Introduction
Welcome to your study notes on External Hardware Devices! While the processor is the "brain" of the computer, it would be pretty useless if it couldn't talk to us or remember anything once the power is turned off. In this chapter, we will look at how computers interact with the physical world using Input/Output (I/O) devices and how they store data for the long term using Secondary Storage.
Don't worry if some of the technical names sound intimidating—we'll break them down using simple analogies you see every day!
1. Input and Output Devices
These devices allow data to be sent into the computer (Input) or received from it (Output). The AQA syllabus focuses on four specific technologies:
Barcode Readers
Purpose: To read printed barcodes and convert them into digital data that a computer can understand.
How it works:
1. The reader shines a laser or LED light at the barcode.
2. The white spaces reflect a lot of light, while the black bars absorb it.
3. A sensor (photoelectric cell) detects the reflected light and converts the pattern into electrical pulses.
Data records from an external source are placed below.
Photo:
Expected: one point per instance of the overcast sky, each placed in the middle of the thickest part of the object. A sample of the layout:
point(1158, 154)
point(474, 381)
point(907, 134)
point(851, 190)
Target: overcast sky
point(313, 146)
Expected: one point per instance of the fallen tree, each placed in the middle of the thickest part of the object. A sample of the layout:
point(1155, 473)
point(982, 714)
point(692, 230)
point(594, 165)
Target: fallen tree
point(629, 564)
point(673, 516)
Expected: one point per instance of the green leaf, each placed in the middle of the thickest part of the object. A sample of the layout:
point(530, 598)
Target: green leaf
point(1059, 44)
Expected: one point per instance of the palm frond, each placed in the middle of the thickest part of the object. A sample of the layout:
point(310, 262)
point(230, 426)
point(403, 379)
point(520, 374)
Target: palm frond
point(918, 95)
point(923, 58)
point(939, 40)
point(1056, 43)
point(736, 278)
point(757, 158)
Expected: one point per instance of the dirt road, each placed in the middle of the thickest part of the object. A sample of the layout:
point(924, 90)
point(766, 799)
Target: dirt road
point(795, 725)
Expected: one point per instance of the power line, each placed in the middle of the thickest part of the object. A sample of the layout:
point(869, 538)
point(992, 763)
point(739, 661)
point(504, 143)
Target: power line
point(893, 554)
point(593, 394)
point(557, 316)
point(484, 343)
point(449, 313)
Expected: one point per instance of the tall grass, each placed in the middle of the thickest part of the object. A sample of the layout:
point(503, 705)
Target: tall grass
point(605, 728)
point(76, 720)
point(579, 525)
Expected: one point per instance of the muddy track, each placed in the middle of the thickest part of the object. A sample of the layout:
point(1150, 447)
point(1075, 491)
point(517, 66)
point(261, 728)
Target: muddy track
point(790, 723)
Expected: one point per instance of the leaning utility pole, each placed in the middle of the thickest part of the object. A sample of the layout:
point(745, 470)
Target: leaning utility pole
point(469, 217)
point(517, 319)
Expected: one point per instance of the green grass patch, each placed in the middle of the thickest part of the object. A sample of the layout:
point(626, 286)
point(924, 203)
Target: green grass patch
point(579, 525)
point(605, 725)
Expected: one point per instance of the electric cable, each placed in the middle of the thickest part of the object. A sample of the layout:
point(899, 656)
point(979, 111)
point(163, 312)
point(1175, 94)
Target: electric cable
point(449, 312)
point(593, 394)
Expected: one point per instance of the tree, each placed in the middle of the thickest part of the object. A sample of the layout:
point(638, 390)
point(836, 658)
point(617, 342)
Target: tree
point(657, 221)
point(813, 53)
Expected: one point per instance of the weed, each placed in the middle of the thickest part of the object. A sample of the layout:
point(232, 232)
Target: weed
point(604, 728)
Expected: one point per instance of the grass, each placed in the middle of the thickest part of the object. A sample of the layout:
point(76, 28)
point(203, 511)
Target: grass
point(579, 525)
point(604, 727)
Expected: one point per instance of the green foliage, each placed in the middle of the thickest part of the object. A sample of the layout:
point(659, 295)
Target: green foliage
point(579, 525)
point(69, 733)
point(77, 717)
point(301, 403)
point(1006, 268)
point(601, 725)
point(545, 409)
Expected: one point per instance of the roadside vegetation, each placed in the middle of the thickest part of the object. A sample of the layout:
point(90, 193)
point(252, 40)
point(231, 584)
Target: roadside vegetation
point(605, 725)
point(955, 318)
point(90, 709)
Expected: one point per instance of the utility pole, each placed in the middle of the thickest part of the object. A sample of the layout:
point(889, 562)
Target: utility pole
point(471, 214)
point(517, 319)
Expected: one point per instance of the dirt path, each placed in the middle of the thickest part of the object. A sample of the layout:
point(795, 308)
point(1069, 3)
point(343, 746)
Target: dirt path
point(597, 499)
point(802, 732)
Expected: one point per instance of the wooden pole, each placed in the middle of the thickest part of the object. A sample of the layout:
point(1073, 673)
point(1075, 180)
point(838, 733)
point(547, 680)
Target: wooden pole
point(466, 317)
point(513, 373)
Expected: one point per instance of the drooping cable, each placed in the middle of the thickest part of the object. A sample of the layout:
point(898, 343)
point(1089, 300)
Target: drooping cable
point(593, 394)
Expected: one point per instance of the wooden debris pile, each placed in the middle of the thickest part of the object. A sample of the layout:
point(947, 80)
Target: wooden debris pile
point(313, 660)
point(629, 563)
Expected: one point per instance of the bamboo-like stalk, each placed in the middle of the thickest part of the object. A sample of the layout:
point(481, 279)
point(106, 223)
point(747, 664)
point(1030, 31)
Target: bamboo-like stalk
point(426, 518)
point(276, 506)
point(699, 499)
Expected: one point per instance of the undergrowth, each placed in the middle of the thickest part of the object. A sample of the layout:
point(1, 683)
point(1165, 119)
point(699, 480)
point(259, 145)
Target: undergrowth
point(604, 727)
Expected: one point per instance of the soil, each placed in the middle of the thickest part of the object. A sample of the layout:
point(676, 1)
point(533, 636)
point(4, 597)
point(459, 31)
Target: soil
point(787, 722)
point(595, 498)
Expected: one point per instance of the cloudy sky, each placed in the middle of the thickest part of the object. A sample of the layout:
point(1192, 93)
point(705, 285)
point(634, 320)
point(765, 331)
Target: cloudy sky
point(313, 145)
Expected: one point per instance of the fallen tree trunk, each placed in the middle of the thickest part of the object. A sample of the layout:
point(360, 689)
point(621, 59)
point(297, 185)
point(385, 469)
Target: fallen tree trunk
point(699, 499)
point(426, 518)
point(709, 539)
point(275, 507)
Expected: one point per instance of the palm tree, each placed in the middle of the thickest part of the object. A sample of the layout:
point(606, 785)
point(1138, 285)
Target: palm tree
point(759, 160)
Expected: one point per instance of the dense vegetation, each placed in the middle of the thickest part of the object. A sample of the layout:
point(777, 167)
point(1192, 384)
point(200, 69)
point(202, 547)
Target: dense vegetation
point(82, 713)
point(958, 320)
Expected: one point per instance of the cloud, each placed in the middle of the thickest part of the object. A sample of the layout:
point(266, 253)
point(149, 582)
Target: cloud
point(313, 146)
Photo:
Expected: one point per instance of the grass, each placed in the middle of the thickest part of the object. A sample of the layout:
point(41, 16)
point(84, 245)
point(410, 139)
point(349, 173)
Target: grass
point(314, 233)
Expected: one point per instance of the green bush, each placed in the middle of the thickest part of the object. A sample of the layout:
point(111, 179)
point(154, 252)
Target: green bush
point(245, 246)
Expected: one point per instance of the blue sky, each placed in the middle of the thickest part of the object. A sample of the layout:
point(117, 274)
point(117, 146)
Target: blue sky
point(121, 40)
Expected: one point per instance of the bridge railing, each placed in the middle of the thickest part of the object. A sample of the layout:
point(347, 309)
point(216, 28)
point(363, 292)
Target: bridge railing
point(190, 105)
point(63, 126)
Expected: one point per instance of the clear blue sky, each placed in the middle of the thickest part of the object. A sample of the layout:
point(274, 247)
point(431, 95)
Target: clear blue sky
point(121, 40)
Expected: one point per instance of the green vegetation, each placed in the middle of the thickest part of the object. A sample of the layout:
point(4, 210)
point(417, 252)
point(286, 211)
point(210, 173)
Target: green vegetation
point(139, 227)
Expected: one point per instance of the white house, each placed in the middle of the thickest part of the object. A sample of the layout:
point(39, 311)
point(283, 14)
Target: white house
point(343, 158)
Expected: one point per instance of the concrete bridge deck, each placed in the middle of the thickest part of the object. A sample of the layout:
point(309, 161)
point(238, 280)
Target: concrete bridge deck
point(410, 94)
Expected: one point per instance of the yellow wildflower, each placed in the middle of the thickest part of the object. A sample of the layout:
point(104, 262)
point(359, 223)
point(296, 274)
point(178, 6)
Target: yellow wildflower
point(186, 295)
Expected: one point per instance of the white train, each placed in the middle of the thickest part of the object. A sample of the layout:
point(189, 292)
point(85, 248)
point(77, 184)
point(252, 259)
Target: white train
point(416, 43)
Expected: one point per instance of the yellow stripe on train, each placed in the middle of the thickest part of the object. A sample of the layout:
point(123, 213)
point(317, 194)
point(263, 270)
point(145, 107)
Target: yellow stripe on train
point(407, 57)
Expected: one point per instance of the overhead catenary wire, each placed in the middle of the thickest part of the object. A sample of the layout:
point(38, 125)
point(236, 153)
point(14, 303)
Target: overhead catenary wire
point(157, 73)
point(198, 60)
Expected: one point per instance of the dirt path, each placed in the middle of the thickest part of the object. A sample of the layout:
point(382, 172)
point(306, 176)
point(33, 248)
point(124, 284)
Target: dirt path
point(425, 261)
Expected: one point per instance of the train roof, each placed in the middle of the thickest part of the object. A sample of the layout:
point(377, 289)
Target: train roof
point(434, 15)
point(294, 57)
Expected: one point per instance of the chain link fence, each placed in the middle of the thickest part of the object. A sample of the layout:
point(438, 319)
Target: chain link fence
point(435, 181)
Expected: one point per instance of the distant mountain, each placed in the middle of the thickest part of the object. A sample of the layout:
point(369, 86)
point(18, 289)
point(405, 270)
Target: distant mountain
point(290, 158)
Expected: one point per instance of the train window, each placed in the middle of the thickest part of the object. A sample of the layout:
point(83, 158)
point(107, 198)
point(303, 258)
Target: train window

4. These pulses are turned into binary (1s and 0s) and sent to the computer.
Real-world example: Think of the self-checkout at the supermarket. The "beep" happens because the scanner successfully turned those black and white lines into a product ID number.
Digital Cameras
Purpose: To capture images and videos in digital format.
How it works:
1. Light enters through the lens and falls onto a sensor called a CCD (Charge-Coupled Device) or CMOS sensor.
2. This sensor is made of millions of tiny "pixels" (picture elements).
3. Each pixel measures the intensity of light falling on it and converts it into an electrical charge.
4. This charge is converted into digital data and stored as a file.
Analogy: Imagine a grid of buckets catching raindrops. The "fuller" the bucket, the "brighter" that pixel will be in the final photo.
Laser Printers
Purpose: To produce high-quality, fast-printed documents.
How it works:
1. A laser "draws" the page onto a photosensitive drum, giving the areas to be printed an electrostatic charge.
2. Toner (powdered ink) is attracted to these charged areas.
3. The toner is transferred to the paper.
4. Heat and pressure (from a fuser) melt the toner onto the paper permanently.
Memory Aid: Remember the "Four Stages" — Charging, Writing, Developing, Fusing. (Cats Want Delicious Fish).
RFID (Radio Frequency Identification)
Purpose: To read data stored on a small tag or chip wirelessly using radio waves.
How it works: An RFID reader sends out a radio signal. The RFID tag receives this signal via its antenna and uses that energy to "wake up" and transmit its stored data back to the reader.
Did you know? Most RFID tags are passive, meaning they don't have their own battery! They "steal" power from the reader's radio waves to function.
Quick Review Box:
• Barcode Reader: Uses reflected light (Laser).
• Digital Camera: Uses light sensors (CCD/CMOS).
• Laser Printer: Uses static electricity and heat.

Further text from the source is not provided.